The Daily Independent (also known as The Independent Weekend Edition and formerly known as The Independent from 2003 to 2015) is a morning newspaper covering the city of Ashland and surrounding areas of Boyd County, Kentucky. Previously published daily, the print schedule was reduced to five days a week (Mondays, Wednesdays, Thursdays, Fridays, and Saturdays as a "Weekend Edition") in April 2020. Since February 2026, it now publishes three days a week (Tuesdays, Thursdays, Saturdays). It is owned by CNHI. It does not publish on Christmas Day.

Launched December 17, 1896 as the Tri-State Independent Col. G. F. Friel of nearby Catlettsburg, Kentucky, the newspaper moved to 12th Street and Greenup Avenue in Ashland in 1900 as the Ashland Daily Independent; it absorbed the Ashland Commercial in the move. The first publication after the move was on December 17. The offices later relocated to 17th Street two years later, when it purchased the Ashland Daily News and discontinued it in that year. In 1920, it founded the Sunday Independent, and five years later, it doubled the size of its headquarters on 17th Street.
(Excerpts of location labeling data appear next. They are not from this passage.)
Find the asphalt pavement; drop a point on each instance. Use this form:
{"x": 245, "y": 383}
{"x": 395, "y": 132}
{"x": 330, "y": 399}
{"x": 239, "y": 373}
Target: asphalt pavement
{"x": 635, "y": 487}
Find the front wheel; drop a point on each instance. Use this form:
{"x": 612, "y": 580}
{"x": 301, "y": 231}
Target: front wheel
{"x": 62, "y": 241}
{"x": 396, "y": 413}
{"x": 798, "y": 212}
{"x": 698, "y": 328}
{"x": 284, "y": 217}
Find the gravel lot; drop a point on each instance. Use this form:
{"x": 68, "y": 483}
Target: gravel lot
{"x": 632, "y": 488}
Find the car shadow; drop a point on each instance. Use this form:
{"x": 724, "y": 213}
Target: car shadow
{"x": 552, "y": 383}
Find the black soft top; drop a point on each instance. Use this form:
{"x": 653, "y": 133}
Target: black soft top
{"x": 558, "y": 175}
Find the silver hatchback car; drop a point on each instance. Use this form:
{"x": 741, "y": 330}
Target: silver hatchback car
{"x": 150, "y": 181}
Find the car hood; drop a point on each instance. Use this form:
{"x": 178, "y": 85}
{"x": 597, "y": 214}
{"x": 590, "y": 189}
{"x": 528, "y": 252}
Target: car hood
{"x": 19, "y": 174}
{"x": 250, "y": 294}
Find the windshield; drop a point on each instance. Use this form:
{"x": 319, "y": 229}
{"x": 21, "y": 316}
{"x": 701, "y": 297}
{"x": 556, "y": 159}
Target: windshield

In July 2025, the offices relocated to Winchester Avenue, inside the Community Trust Bank building.

After years of publishing in the afternoon on weekdays (and morning on weekends), The Independent switched to all-morning publication in May 2003, and dropped the "Daily" and "Sunday" from its nameplate. The newspaper's Website, however, retains the old name as part of its URL. However, as of 2015, the newspaper brought back "The Daily Independent" and "The Sunday Independent" namesake, following a redesign. "The Sunday Independent" namesake was dropped again in April 2020, following the shift to printing a "Weekend Edition" on Saturdays.

Colonel B.F. Forgey, an Ohio native who bought half an interest in the paper in 1910, is credited with guiding the paper's growth until his death in 1952. The newspaper continued to be privately owned until Ottaway Community Newspapers bought it in 1979, selling it to CNHI in 2002. The circulation in 1920 was 3,500 but increased to 17,000 by 1954 and peaked at 25,000 in 1980.